A Romanian supermarket chain has opened the world’s first ice supermarket in the country’s capital, Bucharest.
Retailer Profi Rom Food, one of the principal supermarket chains in Romania, opened the store as a temporary building in the city's centrally-located George Enescu Square. It will stay open until December 24.
The project’s developers explained the inside temperature should be maintained under five degrees Celsius to ensure the store remains in perfect condition. They said around 80 tonnes of transparent ice were processed to create the walls and shelves of the shop, which features 150 squares metres of floor space.
While the project is the first ice supermarket in the world, a number of other ice buildings have been constructed previously, such as the famous Jukkasjärv Ice Hotel in Sweden. When opened in 1990, Jukkasjärv was the first ice hotel in the world, and it remains the largest to date. The hotel - including the beds - is entirely constructed with ice blocks taken from a nearby river and the interior temperature can dip as low as -8ºC in winter.
In the arctic regions, ice and snow have been used for a long time as construction materials by indigenous people. While the oldest and best-known form of ice building is the igloo, modern applications of ice include roads, bridges and staging areas for logging operations.
Nowadays, most ice buildings are temporary and their presence is seasonal, depending on the weather conditions of the region where they are located. Often the life span of these structures is only a few months out of necessity.
An example of a temporary ice building can be found in the village of Saranac Lake in New York, where every year, an ice palace is built as part of the village's winter carnival. The tradition dates back to 1896, when an ice tower was created with ice taken from the nearby Lake Flower.
The seasonal aspect of ice buildings has both advantages and disadvantages. The complete melting and disappearance of the structures during spring and summer means these buildings leave no environmental footprint. In addition, ice is available directly at the construction site, saving costs and pollution caused by transportation.
Disadvantages include the buildings' seasonal nature, weather dependence, and the low temperatures that must be maintained inside the buildings.
A number of studies are being conducted by researchers, scientists and students to determine ice's potential as a construction material.
According to researchers, ice is a relatively strong material that is abundant and inexpensive to manufacture in cold regions. This gives it great potential for use in construction, especially considering that transportation of other building materials to remote arctic areas is very expensive.
Ice's mechanical and thermo-mechanical characteristics can be greatly improved by reinforcement.

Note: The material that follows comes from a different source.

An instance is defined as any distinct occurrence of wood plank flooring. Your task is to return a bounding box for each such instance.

To achieve this, various methods are being studied and laboratory tested, including the creation of ice composites, which is currently considered the most effective method.
Studies confirm that adding an homogenous distributed microscopic fibre reinforcement is the most effective solution for making large structures of ice. Moreover, natural cellulose reinforcement materials are preferred because of their low costs and availability in arctic regions. Experiments have shown that adding 10 per cent of sawdust might be the most effective cellulose reinforcement.
Currently, ice reinforcement is rarely applied. Thus, the development of a building method for reinforced ice is needed to encourage and expand the implementation of large-scale ice construction.